For Figgis, who lives in Wicklow and has become something of a superstar in the worlds of art and fashion, the commission was a singular challenge. “I was always interested in creating and got my first sewing machine at the age of 11 – my family thought I would become a fashion designer,” she says.

For this project, “I wanted to use the space to create hope and optimism. It was the perfect stage for animal motifs and reflections on our connection with nature and our responsibilities. I used the cat of nine lives [as one motif] as it represents longevity and survival, and for the charms, an embellished bird sitting on an egg. When I saw the samples, I didn’t want to give them back.” she says with a laugh. Her image of a tiger in burgundy vegan leather, “to be Earth-friendly”, decorates one of the other two bags and a pictorial carnival of humans and animals on the third.

Ever since Figgis’s work was discovered online by the American painter and photographer Richard Prince, she has become much sought after. Her images were cited as central to Marc Jacobs 2019 spring-summer collection with its sunset hues and frills, while the costumes of the Netflix Regency-period drama Bridgerton were directly inspired by her work – by her palette, her subversion and vibrancy.

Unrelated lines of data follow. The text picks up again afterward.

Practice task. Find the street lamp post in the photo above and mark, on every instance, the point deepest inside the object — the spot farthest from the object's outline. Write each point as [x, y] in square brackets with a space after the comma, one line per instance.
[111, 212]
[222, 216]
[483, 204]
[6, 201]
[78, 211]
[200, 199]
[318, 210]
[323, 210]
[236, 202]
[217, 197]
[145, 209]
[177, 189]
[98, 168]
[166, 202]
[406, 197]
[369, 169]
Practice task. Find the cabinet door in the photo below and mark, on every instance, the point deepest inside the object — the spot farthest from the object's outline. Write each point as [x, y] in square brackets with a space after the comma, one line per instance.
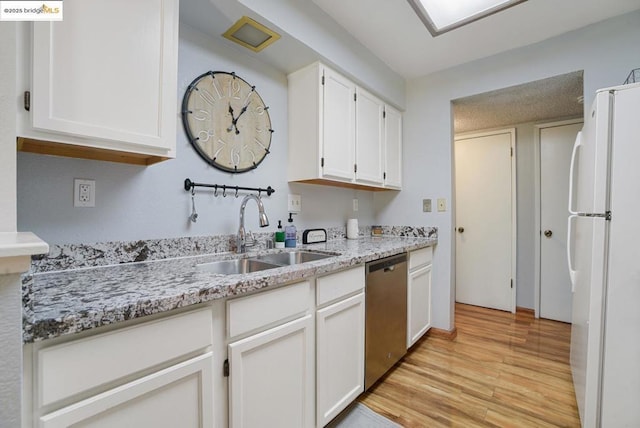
[419, 304]
[338, 128]
[108, 72]
[369, 137]
[393, 148]
[179, 396]
[271, 382]
[340, 356]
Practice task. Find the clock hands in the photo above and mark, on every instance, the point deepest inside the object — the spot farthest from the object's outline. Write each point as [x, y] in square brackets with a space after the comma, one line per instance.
[234, 120]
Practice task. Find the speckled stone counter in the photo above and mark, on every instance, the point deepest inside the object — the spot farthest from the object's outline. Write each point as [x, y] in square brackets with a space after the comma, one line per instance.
[68, 301]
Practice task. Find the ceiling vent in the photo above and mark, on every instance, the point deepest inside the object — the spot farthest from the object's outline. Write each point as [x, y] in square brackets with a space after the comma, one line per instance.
[251, 34]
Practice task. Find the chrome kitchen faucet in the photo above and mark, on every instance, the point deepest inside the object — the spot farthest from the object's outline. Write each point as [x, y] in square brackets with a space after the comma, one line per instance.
[242, 243]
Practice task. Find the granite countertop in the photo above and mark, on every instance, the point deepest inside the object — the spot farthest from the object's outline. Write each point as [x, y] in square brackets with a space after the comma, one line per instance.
[70, 301]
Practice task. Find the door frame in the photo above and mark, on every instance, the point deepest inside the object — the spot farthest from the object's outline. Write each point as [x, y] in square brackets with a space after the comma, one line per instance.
[537, 203]
[514, 205]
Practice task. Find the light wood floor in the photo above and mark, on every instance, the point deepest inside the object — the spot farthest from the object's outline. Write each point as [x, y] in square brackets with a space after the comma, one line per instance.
[501, 370]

Designer Simone Rocha has admitted to being “obsessed” with Figgis and her fairytale narratives. “A Figgis painting,” says artist Cian McLoughlin, “looks to be in perpetual motion . . . specific and dreamlike. In her hands the strange becomes familiar and the familiar becomes strange.” Figgis has had several strong solo shows, is represented by galleries in New York, Paris and London, and a recent painting sold in Hong Kong for €470,000.

Figgis lives by the sea in Wicklow with her husband and family, having restored a crumbling 19th-century house, and is, by her own admission, completely addicted to her work and the immediacy of painting. “This commission was like a dream come true and I had to rely on the Dior team to put it together and they really got it.”

The bags will be launched in December and will go on sale online in January and in the Dior flagship in London. Dates are to be confirmed.

The new Dublin boutique will contain accessories – key pieces that include scarves, belts and glasses from the Dior 2022 Cruise collection along with bags such as the Lady Dior, the Dior Book Tote and the Dior Caro. There will also be jewellery by Victoire de Castellane including the Rose des Vents collection. It opens on Monday, October 11th.